The meme relates to people that appear human but display an inability to think objectively, whose movements appear scripted, as if they’re programmed using Java. So let’s go through some theories for life at the University of Sheffield.
- The IC staircase.
No matter what time of year you go, exam season or the beginning of term, there is a constant flow of bots travelling the main staircase in the middle of the IC.
It’s a bit like The Sims, the way they robotically go up level after level. I don’t think I’ve ever seen any of these NPCs sit down.
I believe that they spawn in down in the ground floor bathrooms and make their way up to despawn in the fourth floor toilets.
- Group project members.
This type of assessment is already a logistical nightmare, add on top of that the name of someone who simply does not exist on your course.
It’s on the same level as going onto Call of Duty and playing on squad fill – you’ve never interacted before, there’s no communication, and there’s no team chemistry.
When trying to reach out to them, you’re most likely faced with a social media presence similar to that of a lecturer on strike – it’s not there.
- Freshers and accommodation group chats.
This is an absolute hive of activity. From the person offering to do your assignment for a small fee with a guarantee to ‘meet your professor’s grading criteria and expectations’ to those trying to get you to buy a freshers wristband.
- Forge Press writers.
You’ve made it to the break section – congratulations! Who the hell are all these other writers? They actually don’t exist outside of this newspaper – what real person would end up writing in this?
Am I the bot? I can assure you that all Forge writers are able to pass the reCAPTCHA “I am not a robot” test. In fact, shameless plug alert, you can become one of us.
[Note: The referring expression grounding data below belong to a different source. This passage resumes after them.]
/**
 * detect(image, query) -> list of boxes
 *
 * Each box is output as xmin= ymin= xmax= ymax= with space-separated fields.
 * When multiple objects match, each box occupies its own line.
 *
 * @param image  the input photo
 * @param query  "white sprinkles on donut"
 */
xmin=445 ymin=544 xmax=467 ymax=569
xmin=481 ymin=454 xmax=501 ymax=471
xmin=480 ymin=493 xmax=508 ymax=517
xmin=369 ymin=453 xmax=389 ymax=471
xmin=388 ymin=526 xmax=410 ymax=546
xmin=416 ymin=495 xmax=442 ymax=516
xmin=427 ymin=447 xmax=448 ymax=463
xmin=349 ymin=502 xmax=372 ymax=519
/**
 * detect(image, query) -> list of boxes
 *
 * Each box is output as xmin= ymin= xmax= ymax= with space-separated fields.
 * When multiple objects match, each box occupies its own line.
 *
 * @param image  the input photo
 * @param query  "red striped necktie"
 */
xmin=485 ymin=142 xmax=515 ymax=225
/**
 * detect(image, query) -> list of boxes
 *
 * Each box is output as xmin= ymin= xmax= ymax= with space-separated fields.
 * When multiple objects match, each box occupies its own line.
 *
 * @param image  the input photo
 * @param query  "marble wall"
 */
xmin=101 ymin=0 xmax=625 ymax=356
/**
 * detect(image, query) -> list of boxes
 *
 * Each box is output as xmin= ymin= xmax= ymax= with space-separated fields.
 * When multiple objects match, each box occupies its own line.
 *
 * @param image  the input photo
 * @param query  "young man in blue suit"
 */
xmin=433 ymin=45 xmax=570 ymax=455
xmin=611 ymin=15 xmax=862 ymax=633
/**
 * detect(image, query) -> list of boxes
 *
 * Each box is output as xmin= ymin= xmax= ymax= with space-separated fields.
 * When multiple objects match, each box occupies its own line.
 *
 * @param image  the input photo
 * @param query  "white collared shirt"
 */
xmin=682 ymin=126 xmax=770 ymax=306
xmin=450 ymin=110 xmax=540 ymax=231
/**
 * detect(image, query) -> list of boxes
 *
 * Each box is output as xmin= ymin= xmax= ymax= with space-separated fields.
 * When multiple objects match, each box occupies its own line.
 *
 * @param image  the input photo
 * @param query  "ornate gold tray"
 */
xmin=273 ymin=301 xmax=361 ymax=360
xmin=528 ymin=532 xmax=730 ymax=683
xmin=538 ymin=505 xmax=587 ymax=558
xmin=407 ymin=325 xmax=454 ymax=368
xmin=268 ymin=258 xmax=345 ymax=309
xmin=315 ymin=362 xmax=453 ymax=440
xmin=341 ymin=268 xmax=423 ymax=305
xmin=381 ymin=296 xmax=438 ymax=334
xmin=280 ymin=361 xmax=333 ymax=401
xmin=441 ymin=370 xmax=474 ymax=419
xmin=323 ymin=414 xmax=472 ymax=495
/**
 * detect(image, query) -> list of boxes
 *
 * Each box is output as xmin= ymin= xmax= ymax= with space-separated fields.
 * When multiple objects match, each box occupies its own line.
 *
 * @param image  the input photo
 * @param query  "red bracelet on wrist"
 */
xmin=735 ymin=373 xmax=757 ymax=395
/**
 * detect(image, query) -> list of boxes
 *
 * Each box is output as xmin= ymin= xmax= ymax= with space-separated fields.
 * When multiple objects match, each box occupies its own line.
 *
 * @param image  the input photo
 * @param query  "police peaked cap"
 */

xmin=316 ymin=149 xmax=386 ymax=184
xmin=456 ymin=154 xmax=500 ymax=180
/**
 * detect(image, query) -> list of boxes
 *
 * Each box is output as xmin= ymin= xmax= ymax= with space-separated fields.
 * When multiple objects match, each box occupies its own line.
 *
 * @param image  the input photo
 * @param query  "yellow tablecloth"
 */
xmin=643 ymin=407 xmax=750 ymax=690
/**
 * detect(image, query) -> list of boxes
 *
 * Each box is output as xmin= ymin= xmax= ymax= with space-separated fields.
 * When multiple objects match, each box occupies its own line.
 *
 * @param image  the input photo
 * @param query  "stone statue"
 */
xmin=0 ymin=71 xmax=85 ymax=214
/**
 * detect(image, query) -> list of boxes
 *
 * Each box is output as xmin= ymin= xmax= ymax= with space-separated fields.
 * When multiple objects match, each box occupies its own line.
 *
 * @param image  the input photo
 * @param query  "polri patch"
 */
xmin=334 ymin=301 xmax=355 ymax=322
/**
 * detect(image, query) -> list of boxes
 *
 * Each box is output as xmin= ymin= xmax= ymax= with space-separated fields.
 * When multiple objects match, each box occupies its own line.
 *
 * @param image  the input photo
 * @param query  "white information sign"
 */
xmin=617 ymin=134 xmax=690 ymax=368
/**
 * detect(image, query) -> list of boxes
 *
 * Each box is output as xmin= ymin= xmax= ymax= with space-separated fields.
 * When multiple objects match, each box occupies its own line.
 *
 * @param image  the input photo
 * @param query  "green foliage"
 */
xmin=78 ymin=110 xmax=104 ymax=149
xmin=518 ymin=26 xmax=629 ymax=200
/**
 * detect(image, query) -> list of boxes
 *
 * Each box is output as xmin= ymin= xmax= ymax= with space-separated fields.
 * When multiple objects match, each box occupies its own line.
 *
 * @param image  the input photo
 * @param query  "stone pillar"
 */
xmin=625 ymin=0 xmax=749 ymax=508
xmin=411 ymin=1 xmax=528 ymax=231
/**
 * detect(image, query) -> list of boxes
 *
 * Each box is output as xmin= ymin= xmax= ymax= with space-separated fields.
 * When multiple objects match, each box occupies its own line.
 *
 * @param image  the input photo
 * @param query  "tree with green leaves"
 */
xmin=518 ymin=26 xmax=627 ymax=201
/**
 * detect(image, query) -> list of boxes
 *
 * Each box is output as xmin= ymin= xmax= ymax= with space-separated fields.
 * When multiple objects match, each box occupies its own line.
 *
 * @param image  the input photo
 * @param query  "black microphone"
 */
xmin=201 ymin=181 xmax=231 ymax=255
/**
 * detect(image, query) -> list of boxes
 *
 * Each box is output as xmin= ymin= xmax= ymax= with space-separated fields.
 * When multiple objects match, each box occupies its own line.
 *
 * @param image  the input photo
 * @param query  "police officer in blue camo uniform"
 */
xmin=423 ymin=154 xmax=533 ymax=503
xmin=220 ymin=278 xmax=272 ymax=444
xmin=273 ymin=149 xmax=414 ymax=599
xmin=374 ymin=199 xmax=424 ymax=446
You can just join our Facebook group ‘Forge Press Contributors’ – no commitment.
- Roar/pop tarts photos.
Leo, the photographer in Foundry, has photographed an inconceivable amount of NPCs.
In an attempt to retrieve your own photo, you have to scroll through bot after bot that undoubtedly only exist within the realms of foundry.
Let’s not forget the shady-looking figure in the (far too small) smoking area that may offer you a little side quest. The shady-looking figure offers you a transaction – your elf bar for their geek bar.
Another theory to be mentioned here is that the Foundry and Bar One workers just are bots – which saddens me to say as I am one of them myself. They’re actually all nice people but to an outsider, I imagine we are. Who really would chose to stay up to the ungodly hour of 4am and serve all the sports teams on their big Wednesday night out – but where would you be without them?